“In the north of Kirkcudbrightshire, in the beautiful district of the Glenkens, on the banks of the Ken, nearly opposite to the village of Dalry but on the other side of the river, stands the fine mansion-house of Glenlee Park, at one time the residence of Lord Glenlee, one of the Judges of the Court of Session. Silent and solitary, and untenanted for years now except by a caretaker, this eligible residence has the reputation of being haunted by a lady who walks about dressed in grey silk.

A lady, who is still alive, tells how the grey lady appeared to her one evening as she was sitting in front of her dressing-glass waiting on her maid to come and do up her hair. While looking into the mirror she became aware of someone or something behind her, and then saw a lady enter by the door of her room, pass across the floor, and disappear through a door which communicated with a dressing-room. As the house was full of company at the time she wondered whether some of the strangers had mistaken the way to her room; but she waited in vain for her return, and just as she was thinking of going to explore the mystery it occurred to her that there had been no sound of doors opening or of footfalls on the floor, nor was there any sound in the direction in which the lady had disappeared, and finally it struck her that the lady was not dressed like anyone in the house.

On another occasion the same lady was sitting up with her husband, who was seriously ill, and during the night a kind of rap was heard on the door, or about the door, which roused her to go and see what it was. Upon opening the door a face stared at her, but spoke not, and passed silently along the dimly-lighted corridor out of sight.

A guest at Glenlee, before going off to some entertainment one evening ran up to his bedroom for something or other, and to his surprise there was a lady standing at his dressing-table putting some finishing touches to her toilette. He at once withdrew, thinking that some of the ladies in the hurry of the moment had gone into the wrong bedroom. When he came down again they were all upon the point of departure, and called to him to come along—but before getting into the carriage he said,

‘You have forgotten one of the ladies.’

‘Oh, no!’ they said, ‘everyone is here, and but for your lingering we should have been off.’

One evening at dark the butler was hastening down the avenue on some errand to the lodge-keeper’s, when suddenly a lady hurried past him, and he heard nothing but a faint rustle as of her dress, or the faint flickering of the remaining autumn leaves in the breeze overhead.
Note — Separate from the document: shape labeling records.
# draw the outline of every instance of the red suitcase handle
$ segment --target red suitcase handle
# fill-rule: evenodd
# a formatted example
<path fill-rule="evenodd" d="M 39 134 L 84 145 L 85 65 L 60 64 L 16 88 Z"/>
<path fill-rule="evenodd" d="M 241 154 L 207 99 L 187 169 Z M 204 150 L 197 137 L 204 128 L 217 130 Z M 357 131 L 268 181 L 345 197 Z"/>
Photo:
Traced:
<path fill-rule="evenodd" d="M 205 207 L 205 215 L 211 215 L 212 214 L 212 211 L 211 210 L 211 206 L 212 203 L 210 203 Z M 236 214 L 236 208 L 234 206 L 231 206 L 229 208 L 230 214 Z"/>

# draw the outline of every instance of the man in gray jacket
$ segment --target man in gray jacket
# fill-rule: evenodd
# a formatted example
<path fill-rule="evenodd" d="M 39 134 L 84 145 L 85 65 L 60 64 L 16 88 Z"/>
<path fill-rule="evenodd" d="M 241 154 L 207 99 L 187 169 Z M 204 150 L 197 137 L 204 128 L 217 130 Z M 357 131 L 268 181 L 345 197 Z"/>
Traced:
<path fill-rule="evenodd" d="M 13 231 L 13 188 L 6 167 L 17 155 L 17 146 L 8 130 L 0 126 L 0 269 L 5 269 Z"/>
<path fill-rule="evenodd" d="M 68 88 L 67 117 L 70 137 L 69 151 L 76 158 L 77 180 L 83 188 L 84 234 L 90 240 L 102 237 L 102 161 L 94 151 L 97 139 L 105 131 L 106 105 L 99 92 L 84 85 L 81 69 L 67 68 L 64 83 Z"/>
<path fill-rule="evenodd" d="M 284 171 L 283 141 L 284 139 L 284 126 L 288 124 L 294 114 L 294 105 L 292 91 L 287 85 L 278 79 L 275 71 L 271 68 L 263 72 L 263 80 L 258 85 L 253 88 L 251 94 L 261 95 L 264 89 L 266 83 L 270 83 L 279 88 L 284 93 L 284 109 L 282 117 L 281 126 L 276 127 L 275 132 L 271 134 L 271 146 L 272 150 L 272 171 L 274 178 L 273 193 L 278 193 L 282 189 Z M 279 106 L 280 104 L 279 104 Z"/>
As it was at a time when all the ladies were supposed to be indoors curiosity piqued him to follow her and watch her movements. She hurried on without once looking round, and finally disappeared through a disused cellar door which he knew to be locked and rusted from want of use. Not till then did it strike the butler that there was anything uncanny about the lady that had hurried past him in the gloom of the evening.

No satisfactory explanation of these unpleasant experiences has ever been established.

Mr Blacklock, in his notes on Twenty Years’ Holidaying in the Glenkens, makes mention of the Glenlee ghost, and adds that Lady Ashburton was said to have poisoned her husband, who was afflicted with morbus pediculus. ‘Whatsoever a man soweth that shall he also reap’—and there is a further tradition that Lady Ashburton’s butler poisoned her in turn, in order to possess himself of some valuables which he coveted.